The U.S. government showed interest in Longren's finely handcrafted airplanes. Karl Smith, a general inspector from the Navy, toured the Topeka factory and his report praised Longren's low-tech manufacturing skills: despite using "more or less unsatisfactory equipment", Longren was able to produce a first-rate fuselage which the inspector described as "phenomenal in its strength and particularly easy to build". The fuselage's three-ply bonded material particularly impressed the Navy, who found its resistance to bullets most intriguing. But the novice entrepreneur was unable to raise the necessary capital to begin production in the desired quantities, and the Navy took its business elsewhere.

===Later work===
Despite all his prowess in piloting and design work, Longren was unable to maintain the financial side of his business and in 1924 he declared bankruptcy. He sold most of the company's assets and designs to new investors who in turn founded the Alexander Aircraft Company. Longren went on to work as a prized consultant for several other aeronautics firms including Spartan and Luscombe.

He was responsible for numerous aviation-related patents throughout his career. His most significant work concerned the process of "stretch-forming" metal into assembly-ready fuselage panels. Luscombe was the first of many manufacturers to benefit from this patent when it produced its Luscombe Phantom, the first mass-produced airplane with an all-aluminum, semi-monocoque fuselage. Longren brought most of his patents over to Cessna in 1935 when he joined that company as Vice-President for the next three years.

Through the 1930s, new incarnations of Longren Aircraft appeared briefly, according to Longren's energies and financial state. The last and most substantial iteration was conceived in 1938 solely as a fuselage manufacturer, with headquarters in Torrance, California. It persevered long after its founder's departure, until April 1959, when it was acquired by Aeronca.

==Death and legacy==
After his 1945 retirement, Longren moved to a ranch in Adin, California, where he stayed until his death in 1950. His body was brought back to Kansas and buried near his birthplace in Leonardville.

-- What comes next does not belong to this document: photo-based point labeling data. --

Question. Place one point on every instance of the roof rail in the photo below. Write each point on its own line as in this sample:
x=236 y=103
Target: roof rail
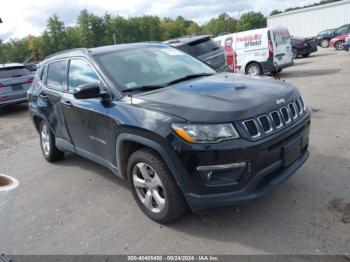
x=85 y=50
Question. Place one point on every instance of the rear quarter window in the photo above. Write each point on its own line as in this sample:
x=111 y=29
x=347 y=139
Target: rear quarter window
x=56 y=75
x=12 y=72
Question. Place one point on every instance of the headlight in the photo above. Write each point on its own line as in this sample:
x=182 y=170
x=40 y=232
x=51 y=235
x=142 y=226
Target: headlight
x=199 y=133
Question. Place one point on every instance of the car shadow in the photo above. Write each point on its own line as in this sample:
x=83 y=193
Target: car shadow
x=73 y=160
x=309 y=73
x=13 y=109
x=301 y=61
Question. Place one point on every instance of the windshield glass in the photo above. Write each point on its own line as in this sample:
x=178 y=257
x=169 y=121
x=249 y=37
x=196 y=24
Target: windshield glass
x=10 y=72
x=149 y=66
x=200 y=47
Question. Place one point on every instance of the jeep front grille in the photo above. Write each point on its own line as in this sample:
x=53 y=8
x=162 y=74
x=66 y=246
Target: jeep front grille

He ranks as an early pioneer of aviation, having built and flown his own inventions at a time roughly contemporaneous with the Wright brothers during the heady, pre-World War I era of aeroplane vogue. He was accepted into the exclusive pioneers' club of Early Birds of Aviation soon after its 1928 foundation, and he was formally added to the Kansas Aviation Museum's Hall of Fame in 1997. A single example of Longren's aircraft – the 1914 pusher biplane that he crashed in Abilene – remains on permanent exhibit at the Kansas Museum of History.

Longren remains a local Kansas hero: the state's Aviation Hall of Fame recognizes him for "outstanding aviation contributions". Kansas is home to Amelia Earhart and Clyde Cessna, and the city of Wichita is celebrated as the "Air Capital of the World", but Longren holds the distinction of being the state's first successful pilot and its first aircraft manufacturer.